Artemisia absinthìum
Si trova in luoghi incolti e rocciosi, ai bordi delle strade di montagna. La pianta intera è di colore biancastro sericeo, i fiori si presentano riuniti in piccoli capolini gialli poco appariscenti. Le si attribuiscono innumerevoli proprietà terapeutiche: questa specie dal piacevole aroma risveglia l'appetito, favorisce la digestione, stimola il fegato, ha proprietà emmenagoghe per regolare amenorrea e dismenorrea, nonché antisettiche, antielmintiche. In passato chi aveva mal di denti schiacciava nel dente cariato un po' di foglie e fiori di assenzio.

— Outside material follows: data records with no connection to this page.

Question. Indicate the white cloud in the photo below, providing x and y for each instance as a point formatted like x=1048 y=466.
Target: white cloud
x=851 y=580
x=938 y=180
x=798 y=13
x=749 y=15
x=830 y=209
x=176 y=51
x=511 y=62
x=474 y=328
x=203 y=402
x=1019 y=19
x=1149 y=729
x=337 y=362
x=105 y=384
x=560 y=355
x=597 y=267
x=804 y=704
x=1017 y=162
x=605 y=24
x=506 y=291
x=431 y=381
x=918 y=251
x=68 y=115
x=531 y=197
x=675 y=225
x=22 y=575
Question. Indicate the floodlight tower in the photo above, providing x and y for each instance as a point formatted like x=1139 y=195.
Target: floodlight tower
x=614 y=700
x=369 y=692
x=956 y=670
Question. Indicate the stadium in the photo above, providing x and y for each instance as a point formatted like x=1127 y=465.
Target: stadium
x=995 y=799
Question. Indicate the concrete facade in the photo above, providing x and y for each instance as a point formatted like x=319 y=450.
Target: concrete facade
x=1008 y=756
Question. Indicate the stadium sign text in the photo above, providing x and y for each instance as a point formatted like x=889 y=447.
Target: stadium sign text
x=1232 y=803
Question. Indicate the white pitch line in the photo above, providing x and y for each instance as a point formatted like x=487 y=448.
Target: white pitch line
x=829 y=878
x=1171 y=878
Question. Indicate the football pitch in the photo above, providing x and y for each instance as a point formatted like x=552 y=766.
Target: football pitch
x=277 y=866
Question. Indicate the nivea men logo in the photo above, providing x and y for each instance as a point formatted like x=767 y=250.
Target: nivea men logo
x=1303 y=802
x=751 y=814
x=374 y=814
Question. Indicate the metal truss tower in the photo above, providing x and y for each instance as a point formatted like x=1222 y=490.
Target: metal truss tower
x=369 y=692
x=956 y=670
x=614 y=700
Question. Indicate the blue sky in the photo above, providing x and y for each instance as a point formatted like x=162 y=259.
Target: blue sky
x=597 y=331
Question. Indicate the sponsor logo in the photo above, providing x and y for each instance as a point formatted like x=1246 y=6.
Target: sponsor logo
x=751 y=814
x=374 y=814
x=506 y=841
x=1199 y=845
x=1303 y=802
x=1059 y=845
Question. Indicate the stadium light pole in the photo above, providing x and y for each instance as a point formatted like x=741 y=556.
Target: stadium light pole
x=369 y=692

Oltre che in farmaceutica, trova utilizzo anche nella preparazione industriale delle bevande alcoliche, come i vermouth e il celebre liquore noto con il nome di "absinthe". Nondimeno l'assenzio si utilizza per produrre bibite analcoliche, come correttivo per il suo sapore amaro aromatico.
• Le foglie si colgono da marzo a settembre.
• Le sommità fiorite si recidono in luglio-agosto, prima della fioritura completa, asportando anche una parte delle foglie. Meglio invece evitare le zone legnose che si trovano alla base della pianta.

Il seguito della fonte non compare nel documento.